在香炉山紫云峰下,张子虚亲眼看到徐少杰被蒙面人救走,更加断定他真如邱仲孚所说,是衡王墓被盗的真凶,便暂时打消了对邱仲孚的怀疑,两人合在一起共同对付徐少杰。邱仲孚先是带人去了一趟朱家,果然扑了空。邱仲孚威逼利诱朱母说出徐少杰等人的下落,但朱母一口咬定,对徐少杰的情况一无所知。邱仲孚断定,徐少杰他们肯定去了禅堂崮,便整顿人马向禅堂崮而来。

徐少杰已经算定邱仲孚会来禅堂崮,他跟段明珠已在蟾望石上等候多时了。

走在前面的是几名捕快,狡猾的邱仲孚终于出现了。徐少杰搭弓射箭,嗖的一声,一枝利箭射了出去。不巧的是,邱仲孚前面的捕快突然抬头,利箭正从他头上的发髻穿过。这一下非同小可,胆小的捕快立时吓尿了。

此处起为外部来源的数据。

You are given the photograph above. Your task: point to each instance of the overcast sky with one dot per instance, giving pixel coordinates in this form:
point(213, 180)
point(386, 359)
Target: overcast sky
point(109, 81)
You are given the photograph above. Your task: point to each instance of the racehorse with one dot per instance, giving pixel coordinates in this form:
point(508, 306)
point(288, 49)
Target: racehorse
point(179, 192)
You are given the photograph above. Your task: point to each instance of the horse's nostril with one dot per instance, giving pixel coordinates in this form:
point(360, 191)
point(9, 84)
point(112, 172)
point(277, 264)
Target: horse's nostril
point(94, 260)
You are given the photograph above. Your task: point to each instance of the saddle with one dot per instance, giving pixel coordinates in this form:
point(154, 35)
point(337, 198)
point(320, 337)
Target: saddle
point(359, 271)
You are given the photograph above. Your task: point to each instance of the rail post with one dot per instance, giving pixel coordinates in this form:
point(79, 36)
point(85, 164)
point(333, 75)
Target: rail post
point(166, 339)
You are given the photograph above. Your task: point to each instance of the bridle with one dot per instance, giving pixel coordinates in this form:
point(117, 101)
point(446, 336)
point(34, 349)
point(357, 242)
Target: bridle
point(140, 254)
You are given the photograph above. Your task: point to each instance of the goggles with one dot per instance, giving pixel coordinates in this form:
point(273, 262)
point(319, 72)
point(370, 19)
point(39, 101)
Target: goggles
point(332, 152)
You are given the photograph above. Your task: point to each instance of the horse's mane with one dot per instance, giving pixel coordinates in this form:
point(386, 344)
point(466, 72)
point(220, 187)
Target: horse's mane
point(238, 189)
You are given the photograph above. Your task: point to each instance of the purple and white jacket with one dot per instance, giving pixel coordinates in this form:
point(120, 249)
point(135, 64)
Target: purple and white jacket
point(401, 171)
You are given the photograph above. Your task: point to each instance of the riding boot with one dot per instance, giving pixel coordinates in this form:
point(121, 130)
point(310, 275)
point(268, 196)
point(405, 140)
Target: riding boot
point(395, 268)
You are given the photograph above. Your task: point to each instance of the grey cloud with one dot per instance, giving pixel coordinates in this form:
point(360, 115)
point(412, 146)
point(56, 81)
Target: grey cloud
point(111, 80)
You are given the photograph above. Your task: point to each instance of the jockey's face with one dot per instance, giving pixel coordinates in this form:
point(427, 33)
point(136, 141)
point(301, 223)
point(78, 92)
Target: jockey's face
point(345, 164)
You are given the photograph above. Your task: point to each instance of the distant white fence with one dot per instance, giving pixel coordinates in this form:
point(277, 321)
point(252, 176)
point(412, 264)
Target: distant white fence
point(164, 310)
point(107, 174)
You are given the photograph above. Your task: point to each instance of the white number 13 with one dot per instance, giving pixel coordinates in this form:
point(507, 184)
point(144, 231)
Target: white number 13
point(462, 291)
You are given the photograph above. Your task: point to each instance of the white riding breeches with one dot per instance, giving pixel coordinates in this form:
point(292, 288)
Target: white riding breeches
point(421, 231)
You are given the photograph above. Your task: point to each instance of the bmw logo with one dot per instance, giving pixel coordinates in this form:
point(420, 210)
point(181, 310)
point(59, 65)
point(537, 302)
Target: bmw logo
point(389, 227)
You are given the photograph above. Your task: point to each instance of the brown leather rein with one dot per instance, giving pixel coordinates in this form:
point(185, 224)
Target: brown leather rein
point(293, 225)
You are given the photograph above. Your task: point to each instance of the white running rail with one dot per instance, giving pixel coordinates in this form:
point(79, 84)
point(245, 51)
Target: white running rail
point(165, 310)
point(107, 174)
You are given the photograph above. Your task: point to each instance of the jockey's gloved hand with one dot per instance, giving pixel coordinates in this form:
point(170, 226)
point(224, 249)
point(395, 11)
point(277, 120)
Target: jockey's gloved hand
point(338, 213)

邱仲孚明白徐少杰早有防备,便下令停止前进。向上望去,果然见徐少杰等人正站在蟾望石上。

“徐少杰,你们已经被包围了!赶快束手就擒,献出龙威剑,我向衡王求求情,可以放你一条活路!否则跟衡王作对,跟朝廷作对,你知道会是什么后果!”邱仲孚恐吓道。

“你这个魏阉的死党,不要再费口舌了!有本事你就上来,咱们一对一的干,狐假虎威,仗着衡王的势力算什么好汉!”徐少杰轻蔑地回道。

“我念你是条好汉,才留给你机会!张县令让我告知你,给你们最后一次机会,改邪归正,宽大处理!若是执迷不悟,顽抗到底,就别怪邱某人手下无情了!明天衡王府的大队人马一到,我们就围剿禅堂崮,踏平玉清观!”邱仲孚仍不死心。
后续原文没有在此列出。